Conversely, a total of 124 completed projects/buildings were reported in October 2023, marking the second-highest count above 100 for the year, following the 143 recorded in July 2023. The total value of these completed projects amounted to N$32.8 million. The Swakopmund Municipality also disclosed the following building fees, including N$86,830.81 in building application fees, N$28,180.00 in building compliance fees, and N$52,974.97 in building fines issued.
Bank Of Namibia (BoN) has recently implemented changes to the loan-to-value (LTV) ratio regulations, effective as of 31 October 2023. Notably, second-time home buyers now enjoy a reprieve from the obligation to pay deposits.
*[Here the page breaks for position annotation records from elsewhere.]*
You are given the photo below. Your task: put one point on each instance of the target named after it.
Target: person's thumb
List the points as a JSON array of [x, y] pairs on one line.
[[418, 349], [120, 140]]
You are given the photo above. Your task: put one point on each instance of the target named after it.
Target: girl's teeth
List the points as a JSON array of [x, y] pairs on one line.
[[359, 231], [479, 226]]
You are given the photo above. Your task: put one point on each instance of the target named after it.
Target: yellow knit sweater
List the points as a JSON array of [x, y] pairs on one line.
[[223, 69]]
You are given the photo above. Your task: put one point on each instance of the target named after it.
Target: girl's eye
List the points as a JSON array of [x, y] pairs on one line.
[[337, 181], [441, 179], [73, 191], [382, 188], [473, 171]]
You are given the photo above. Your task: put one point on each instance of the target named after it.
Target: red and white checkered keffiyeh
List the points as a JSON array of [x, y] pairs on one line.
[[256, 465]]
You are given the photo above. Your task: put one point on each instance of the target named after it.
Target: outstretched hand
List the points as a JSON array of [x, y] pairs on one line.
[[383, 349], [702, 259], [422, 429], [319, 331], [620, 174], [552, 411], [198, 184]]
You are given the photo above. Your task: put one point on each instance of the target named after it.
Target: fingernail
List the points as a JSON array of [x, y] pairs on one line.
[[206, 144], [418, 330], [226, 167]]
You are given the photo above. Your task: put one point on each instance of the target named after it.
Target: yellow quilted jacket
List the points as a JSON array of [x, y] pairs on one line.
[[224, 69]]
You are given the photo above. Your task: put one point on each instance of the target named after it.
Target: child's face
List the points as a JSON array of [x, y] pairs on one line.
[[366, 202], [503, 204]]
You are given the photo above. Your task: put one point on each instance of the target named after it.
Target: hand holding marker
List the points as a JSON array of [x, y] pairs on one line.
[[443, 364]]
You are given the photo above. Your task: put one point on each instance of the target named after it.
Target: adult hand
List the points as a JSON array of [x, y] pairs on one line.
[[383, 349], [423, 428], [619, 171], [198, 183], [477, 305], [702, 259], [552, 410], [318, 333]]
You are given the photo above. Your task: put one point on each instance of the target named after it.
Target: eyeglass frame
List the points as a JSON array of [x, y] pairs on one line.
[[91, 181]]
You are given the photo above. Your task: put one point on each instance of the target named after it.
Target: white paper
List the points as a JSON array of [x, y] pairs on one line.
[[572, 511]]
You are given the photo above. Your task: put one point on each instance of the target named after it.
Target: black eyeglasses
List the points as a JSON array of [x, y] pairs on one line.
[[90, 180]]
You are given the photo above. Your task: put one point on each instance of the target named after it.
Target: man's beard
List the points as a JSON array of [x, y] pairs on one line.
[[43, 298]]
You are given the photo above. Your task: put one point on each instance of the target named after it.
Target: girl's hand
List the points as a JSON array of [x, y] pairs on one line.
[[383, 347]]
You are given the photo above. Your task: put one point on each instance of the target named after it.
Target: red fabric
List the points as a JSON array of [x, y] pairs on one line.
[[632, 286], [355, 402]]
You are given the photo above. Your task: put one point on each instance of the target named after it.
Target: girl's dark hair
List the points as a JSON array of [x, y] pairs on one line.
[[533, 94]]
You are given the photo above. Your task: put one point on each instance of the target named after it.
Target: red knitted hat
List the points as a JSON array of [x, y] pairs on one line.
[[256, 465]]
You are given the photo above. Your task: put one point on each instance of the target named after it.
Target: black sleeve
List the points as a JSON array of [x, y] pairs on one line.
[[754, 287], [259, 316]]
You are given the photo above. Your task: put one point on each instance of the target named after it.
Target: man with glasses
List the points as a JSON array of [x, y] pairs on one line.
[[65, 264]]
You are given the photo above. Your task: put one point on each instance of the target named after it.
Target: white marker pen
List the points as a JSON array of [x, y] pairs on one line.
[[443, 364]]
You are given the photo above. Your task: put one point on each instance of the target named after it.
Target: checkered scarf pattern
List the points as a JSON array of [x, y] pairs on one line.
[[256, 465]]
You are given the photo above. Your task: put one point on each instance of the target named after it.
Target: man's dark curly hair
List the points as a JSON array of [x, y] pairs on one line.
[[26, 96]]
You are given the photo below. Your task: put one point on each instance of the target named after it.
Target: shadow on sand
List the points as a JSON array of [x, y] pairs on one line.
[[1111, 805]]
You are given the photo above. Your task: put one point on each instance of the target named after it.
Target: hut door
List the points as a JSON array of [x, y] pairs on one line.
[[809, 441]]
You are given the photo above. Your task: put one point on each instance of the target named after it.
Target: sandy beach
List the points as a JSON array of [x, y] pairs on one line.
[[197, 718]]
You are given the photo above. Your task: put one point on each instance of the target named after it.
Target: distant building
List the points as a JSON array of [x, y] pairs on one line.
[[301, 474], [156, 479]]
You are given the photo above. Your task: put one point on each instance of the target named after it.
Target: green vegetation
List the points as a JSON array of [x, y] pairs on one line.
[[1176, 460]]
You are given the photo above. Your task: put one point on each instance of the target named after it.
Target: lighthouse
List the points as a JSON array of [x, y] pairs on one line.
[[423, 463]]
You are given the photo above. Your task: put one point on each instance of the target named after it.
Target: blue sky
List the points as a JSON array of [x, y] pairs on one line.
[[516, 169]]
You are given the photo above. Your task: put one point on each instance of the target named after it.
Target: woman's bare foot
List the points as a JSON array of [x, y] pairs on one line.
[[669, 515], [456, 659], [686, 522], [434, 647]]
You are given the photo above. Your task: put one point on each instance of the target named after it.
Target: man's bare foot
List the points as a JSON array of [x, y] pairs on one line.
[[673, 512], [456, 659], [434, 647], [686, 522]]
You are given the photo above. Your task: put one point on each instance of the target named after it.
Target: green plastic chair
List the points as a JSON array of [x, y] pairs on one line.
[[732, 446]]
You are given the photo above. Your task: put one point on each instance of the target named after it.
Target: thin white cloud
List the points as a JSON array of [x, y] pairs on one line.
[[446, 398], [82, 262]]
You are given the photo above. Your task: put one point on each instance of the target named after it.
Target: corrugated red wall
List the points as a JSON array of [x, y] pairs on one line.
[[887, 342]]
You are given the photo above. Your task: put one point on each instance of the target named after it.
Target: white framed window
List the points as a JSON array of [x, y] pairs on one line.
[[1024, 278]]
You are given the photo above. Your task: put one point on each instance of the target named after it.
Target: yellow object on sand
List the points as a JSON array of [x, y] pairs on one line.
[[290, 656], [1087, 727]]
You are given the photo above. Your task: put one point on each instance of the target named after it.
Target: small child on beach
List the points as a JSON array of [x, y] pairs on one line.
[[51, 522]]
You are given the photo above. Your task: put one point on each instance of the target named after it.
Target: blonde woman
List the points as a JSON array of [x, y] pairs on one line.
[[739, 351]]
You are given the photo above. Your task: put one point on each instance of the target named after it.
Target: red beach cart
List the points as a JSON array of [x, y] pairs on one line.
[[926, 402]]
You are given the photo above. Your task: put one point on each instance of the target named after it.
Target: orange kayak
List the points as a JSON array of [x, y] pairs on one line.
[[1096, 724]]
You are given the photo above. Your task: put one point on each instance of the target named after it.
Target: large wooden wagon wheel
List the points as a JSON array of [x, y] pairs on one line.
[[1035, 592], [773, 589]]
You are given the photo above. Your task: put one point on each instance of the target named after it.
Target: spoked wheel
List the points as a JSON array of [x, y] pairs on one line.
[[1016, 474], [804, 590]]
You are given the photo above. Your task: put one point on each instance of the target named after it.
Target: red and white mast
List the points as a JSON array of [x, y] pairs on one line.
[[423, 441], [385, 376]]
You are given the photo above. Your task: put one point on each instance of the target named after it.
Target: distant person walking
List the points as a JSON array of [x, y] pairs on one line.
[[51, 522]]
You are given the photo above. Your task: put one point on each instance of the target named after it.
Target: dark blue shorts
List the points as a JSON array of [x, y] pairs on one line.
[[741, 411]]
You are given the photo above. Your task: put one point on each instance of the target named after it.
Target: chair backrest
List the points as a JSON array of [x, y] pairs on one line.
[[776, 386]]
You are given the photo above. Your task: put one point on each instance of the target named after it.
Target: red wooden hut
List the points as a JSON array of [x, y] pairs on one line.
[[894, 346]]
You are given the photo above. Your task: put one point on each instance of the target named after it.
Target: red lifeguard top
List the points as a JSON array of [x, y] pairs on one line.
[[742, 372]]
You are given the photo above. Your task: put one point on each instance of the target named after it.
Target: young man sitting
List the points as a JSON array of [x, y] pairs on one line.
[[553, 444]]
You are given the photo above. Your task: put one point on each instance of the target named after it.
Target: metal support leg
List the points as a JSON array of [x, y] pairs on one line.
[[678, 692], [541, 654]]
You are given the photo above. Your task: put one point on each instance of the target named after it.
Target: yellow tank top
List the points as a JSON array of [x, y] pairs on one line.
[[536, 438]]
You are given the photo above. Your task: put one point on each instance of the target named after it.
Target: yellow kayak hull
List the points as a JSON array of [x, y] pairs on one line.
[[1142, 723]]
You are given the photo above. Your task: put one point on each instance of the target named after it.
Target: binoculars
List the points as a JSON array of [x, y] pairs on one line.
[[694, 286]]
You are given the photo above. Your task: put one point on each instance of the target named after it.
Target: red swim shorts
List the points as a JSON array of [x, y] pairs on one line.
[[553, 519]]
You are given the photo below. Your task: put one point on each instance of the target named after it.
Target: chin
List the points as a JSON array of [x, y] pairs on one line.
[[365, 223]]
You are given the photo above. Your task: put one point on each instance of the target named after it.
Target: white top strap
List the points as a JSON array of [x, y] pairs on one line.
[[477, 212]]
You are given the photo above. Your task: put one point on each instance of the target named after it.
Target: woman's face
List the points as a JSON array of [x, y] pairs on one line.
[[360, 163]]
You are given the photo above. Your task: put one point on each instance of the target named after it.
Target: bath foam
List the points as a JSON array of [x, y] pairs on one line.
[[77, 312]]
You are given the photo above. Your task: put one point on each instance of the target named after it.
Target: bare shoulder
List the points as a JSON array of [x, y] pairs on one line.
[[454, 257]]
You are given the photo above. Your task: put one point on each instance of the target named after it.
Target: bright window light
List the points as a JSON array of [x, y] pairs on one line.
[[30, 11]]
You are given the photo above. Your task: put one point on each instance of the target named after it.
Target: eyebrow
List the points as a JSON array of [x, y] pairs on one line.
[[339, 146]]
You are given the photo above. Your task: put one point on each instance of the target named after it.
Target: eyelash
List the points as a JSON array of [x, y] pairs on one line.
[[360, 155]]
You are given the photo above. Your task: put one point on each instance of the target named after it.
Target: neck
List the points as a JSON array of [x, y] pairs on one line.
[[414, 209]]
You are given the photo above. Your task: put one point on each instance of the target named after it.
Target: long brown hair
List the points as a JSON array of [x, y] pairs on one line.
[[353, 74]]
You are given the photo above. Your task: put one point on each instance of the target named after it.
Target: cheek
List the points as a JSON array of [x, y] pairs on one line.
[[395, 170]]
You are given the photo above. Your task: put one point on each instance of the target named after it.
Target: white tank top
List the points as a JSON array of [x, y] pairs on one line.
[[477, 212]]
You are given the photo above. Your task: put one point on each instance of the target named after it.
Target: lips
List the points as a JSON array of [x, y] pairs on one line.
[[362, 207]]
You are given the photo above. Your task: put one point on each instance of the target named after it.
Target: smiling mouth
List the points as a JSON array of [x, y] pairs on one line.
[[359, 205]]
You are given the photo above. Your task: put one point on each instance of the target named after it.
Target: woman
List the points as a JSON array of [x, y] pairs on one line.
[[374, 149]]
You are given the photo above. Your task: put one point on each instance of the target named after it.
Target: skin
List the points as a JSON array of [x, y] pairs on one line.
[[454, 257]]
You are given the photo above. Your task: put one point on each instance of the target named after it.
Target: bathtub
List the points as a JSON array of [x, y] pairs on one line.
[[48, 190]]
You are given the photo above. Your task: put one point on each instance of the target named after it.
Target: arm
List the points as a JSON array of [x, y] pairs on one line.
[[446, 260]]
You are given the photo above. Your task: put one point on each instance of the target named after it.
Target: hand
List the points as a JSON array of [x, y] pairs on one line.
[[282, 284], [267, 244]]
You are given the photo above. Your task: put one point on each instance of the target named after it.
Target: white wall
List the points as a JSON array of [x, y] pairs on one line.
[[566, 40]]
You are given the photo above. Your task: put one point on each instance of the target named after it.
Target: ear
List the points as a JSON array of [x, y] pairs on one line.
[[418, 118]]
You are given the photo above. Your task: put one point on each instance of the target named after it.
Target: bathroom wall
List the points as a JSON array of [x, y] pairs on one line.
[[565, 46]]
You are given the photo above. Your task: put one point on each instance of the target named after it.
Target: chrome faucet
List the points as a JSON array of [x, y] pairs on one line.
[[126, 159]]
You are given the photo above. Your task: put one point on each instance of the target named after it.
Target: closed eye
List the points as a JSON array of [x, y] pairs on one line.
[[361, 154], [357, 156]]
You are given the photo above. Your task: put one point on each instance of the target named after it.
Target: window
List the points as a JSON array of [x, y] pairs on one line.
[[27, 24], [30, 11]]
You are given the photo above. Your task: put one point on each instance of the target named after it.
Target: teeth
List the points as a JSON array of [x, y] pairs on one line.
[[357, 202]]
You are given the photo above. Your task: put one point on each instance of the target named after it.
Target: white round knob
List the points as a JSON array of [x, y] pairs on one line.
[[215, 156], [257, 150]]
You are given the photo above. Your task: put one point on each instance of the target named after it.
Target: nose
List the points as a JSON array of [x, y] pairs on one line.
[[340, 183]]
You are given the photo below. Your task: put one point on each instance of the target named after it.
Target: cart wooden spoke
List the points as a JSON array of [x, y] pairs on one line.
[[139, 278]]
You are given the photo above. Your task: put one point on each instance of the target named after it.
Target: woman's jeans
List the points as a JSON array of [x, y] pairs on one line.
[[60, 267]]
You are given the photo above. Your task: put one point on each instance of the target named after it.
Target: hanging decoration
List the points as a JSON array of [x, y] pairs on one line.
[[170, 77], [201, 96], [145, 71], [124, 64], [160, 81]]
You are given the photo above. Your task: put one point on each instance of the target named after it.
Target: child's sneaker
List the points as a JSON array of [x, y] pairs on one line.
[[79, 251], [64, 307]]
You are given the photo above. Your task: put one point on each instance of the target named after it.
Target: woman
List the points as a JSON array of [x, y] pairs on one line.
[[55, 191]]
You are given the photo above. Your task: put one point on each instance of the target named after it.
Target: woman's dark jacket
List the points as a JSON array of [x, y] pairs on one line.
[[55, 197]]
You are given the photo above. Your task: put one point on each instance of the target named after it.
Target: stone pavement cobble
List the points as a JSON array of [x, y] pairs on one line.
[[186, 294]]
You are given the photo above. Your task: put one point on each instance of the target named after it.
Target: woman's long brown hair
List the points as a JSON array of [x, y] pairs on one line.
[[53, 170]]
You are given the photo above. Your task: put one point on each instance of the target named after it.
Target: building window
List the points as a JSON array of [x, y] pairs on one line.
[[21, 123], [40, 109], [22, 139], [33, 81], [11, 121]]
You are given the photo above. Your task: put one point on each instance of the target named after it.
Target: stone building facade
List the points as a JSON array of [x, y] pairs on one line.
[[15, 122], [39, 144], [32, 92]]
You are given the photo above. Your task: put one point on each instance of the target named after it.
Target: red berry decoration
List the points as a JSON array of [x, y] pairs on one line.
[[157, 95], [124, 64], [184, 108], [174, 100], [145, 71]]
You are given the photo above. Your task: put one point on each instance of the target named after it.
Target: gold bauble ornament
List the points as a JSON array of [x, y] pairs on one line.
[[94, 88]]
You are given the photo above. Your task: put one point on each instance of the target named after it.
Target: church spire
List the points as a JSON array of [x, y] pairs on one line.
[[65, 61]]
According to BoN spokesperson Kazembire Zemburuka, “A mortgage loan for a second residential property no longer requires any deposit, while mortgage loans for third and subsequent residential properties only require a 10% deposit.”
Reacting to this, Simonis Storm highlighted that this adjustment is welcomed as a significant boon to the construction sector, addressing a key impediment for second-time home buyers and contributing to the provision of much-needed housing for Namibians.
Moreover, it is anticipated to attract investments in the housing sector, fostering a positive impact on the property market and potentially stimulating increased demand.
“Despite the positive outlook, it is prudent to exercise caution. The relaxation of these ratios may indeed spur further demand in the sector, adding momentum to an already recovering market. However, a noteworthy consideration is the potential consequence of increased demand on property prices. It should be acknowledged that while these changes aim to facilitate access to housing, the affordability challenge persists, particularly given the prevailing relatively high interest rates.
“Consequently, the immediate impact of this relaxation on affordability may be limited. As stakeholders navigate these developments, a balanced approach is crucial to sustain positive momentum while mitigating potential challenges associated with heightened demand and affordability constraints,” further said Simonis Storm.